Beim VfB Bischofswerda (7./14:14) sollten die Sachsenliga-Damen der HSG Neudorf-Döbeln (3./19:9) keine größeren Probleme haben. Momentan läuft es bei den Saupe-Mädels recht gut und die Einstellung stimmt. Immerhin gelang es ihnen ja in der Vorwoche, einen Neun-Tore-Rückstand noch in einen Sieg umzuwandeln. Mit solch einer Moral können die Zeichen in Bischofswerda nur auf Sieg stehen.

Beim HSV Glauchau (6./13:15) werden es die Verbandsliga-Damen des VfL Waldheim (9./9:19) sehr schwer haben, ihr Punktekonto aufzubessern.
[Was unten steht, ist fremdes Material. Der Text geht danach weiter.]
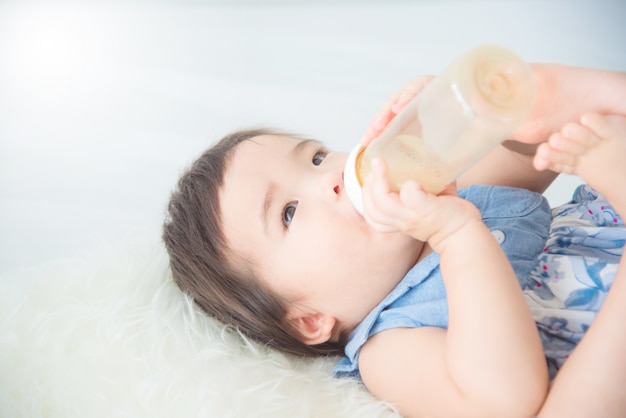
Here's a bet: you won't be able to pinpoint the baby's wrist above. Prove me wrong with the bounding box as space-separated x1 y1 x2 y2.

Sicher zählen die Glauchauerinnen nicht zu den Spitzenmannschaften der Verbandsliga, aber gerade in heimischer Umgebung wird die Mannschaft für die VfL-Sieben doch eine Nummer zu groß sein.

Der Bezirksliga-Tabellenletzte SV Leisnig (12./2:26) ist im Spiel gegen die TSG Taucha II (8./11:15) erneut krasser Außenseiter. Dementsprechend unbeschwert könnten die Leisnigerinnen aufspielen, um so vielleicht den Gegner zu überraschen. Es besteht immerhin noch eine Minimalchance auf den Klassenerhalt. Beim ungeschlagenen Spitzenreiter HSG Rückmardorf (1./28:0) ist die HSG Neudorf-Döbeln II (6./13:15) nur Außenseiter. Die Gastgeberinnen haben den Aufstieg fest im Visier und werden alles daran setzen, ihre weiße West so lange als möglich zu behalten. Für die Gäste-Sieben kann es nur darum gehen, sich mit einer ordentlichen Leistung gut aus der Affäre zu ziehen.

Beim LSV Süd-West II (4./15:7) gehen die Bezirksklasse-Damen der HSG Muldental (6./11:9) nicht chancenlos ins Rennen. Von der Spielstärke her sind beide Mannschaften nicht all zu weit von einander entfernt, so dass ein Erfolg der Muldentalerinnen gar nicht so abwegig wäre. Doch dafür müsste die Mannschaft von Beginn an investieren und den Gegner unter Druck setzen.